Kretschmann erneuerte seine Kritik an nicht ausreichender Erstattung der Flüchtlingskosten oder bei den Bundesmitteln für den ÖPNV. Ohne den jüngsten Brandbrief der Kommunen und Wirtschaftsverbände zu erwähnen, ging er auf die dort formulierte Kritik ein: "Der Staat muss schneller und effektiver werden. Wir müssen übertriebene bürokratische Fesseln abstreifen. Wenn wir nicht entbürokratisieren, was notwendig ist, wird der Standort Deutschland ins Hintertreffen geraten."
SPD-Fraktionschef Andreas Stoch ließ an den Ankündigungen kein gutes Haar: Die Landesprogramme seien "kein Doppelwumms, nicht mal ein halber Wumms". Es gebe nur "wieder Darlehen, wieder Kredite, wieder Zinsen". Und weiter: "Der Bäckermeister wird ihnen sagen, Kredite bekommt er auch von seiner Hausbank". Was Kretschmann anbiete, sei "zu wenig". Auch der FDP-Fraktionsvorsitzende Hans-Ulrich kritisierte: "Die einzigen starken Passagen Ihrer Rede waren die, für die Sie nicht zuständig sind" – und meinte damit Kretschmanns Exkurs auf die Ukraine oder die Notwendigkeit von Freihandelsabkommen.

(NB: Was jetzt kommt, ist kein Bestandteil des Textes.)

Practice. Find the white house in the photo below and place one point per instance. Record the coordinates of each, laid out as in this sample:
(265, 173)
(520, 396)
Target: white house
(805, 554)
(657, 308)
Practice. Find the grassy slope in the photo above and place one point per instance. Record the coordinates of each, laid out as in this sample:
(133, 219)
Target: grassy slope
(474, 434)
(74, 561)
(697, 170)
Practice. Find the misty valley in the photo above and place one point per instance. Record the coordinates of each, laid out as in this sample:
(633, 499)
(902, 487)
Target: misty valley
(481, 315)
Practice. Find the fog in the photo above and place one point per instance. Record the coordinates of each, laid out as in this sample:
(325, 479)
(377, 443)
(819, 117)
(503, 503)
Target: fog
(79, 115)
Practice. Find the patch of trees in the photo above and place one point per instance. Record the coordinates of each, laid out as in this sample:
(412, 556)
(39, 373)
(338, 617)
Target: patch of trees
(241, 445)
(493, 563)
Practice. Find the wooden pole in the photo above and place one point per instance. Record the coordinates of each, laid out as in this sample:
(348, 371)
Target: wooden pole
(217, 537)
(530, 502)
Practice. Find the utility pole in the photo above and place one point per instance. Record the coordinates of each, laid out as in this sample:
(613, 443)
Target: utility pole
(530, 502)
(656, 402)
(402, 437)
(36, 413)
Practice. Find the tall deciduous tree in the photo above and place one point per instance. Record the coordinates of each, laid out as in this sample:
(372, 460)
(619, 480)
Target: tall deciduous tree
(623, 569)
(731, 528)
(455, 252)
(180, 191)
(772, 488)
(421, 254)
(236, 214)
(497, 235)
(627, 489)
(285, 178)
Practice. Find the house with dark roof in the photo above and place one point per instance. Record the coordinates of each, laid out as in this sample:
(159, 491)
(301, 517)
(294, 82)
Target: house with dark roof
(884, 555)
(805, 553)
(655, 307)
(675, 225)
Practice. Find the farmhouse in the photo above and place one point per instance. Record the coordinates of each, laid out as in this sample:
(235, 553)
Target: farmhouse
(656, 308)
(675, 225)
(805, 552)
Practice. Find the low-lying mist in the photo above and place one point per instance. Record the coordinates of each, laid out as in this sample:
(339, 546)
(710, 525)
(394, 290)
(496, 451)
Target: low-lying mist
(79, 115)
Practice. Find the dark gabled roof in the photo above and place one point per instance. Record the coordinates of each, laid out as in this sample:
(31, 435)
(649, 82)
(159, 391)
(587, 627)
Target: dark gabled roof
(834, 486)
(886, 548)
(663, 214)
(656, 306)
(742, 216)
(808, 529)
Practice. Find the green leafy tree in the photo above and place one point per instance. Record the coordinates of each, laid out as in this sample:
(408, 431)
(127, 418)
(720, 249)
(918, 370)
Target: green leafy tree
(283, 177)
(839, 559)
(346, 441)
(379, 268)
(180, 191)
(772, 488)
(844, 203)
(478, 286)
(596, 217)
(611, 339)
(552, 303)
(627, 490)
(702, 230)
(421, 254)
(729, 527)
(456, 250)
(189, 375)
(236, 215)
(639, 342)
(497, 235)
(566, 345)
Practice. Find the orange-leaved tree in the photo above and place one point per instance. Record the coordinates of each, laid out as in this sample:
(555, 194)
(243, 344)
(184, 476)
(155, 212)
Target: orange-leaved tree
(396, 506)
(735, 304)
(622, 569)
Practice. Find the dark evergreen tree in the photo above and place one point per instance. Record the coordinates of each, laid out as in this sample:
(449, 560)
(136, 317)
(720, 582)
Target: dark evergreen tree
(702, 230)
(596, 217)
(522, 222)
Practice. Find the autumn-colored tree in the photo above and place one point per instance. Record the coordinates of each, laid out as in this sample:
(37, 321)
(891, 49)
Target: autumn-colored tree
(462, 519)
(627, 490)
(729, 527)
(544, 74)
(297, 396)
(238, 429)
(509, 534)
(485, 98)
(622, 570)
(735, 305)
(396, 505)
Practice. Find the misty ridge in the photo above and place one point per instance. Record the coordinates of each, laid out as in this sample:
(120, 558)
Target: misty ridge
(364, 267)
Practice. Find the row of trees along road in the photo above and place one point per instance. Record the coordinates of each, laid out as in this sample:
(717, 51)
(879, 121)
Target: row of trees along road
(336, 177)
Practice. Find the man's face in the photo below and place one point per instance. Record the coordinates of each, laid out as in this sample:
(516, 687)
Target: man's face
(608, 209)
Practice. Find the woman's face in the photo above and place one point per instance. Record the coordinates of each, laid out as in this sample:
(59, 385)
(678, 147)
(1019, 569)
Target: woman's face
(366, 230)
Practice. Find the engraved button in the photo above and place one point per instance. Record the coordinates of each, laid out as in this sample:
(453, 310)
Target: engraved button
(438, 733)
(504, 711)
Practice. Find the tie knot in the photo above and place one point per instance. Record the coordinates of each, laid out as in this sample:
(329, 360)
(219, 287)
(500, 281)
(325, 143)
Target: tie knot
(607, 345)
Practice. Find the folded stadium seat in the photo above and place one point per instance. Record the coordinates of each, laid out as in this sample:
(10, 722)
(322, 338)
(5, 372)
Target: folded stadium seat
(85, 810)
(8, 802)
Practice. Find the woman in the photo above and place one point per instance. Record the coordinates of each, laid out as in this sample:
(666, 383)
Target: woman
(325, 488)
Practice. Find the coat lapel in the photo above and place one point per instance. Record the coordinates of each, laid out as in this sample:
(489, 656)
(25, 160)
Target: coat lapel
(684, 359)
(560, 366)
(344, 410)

Und wie Stoch blickte Rülke auf ein Detail der nun vom Land aufgelegten Programme: "Über Zinsen sollte man in einer Lage wie dieser noch mal nachdenken". Kretschmann konterte dies später mit einem Verweis auf die EU: "Das alles muss beihilferechtlich möglich sein. Deshalb können wir bei den Zinsen nicht beliebig runtergehen."
AfD-Fraktionschef Bernd Gögel nannte die Rede eine "Mischung aus Überheblichkeit und Eigenlob". Kretschmanns Energiepolitik bleibe "hochgefährlich, realitätsfern und unbezahlbar."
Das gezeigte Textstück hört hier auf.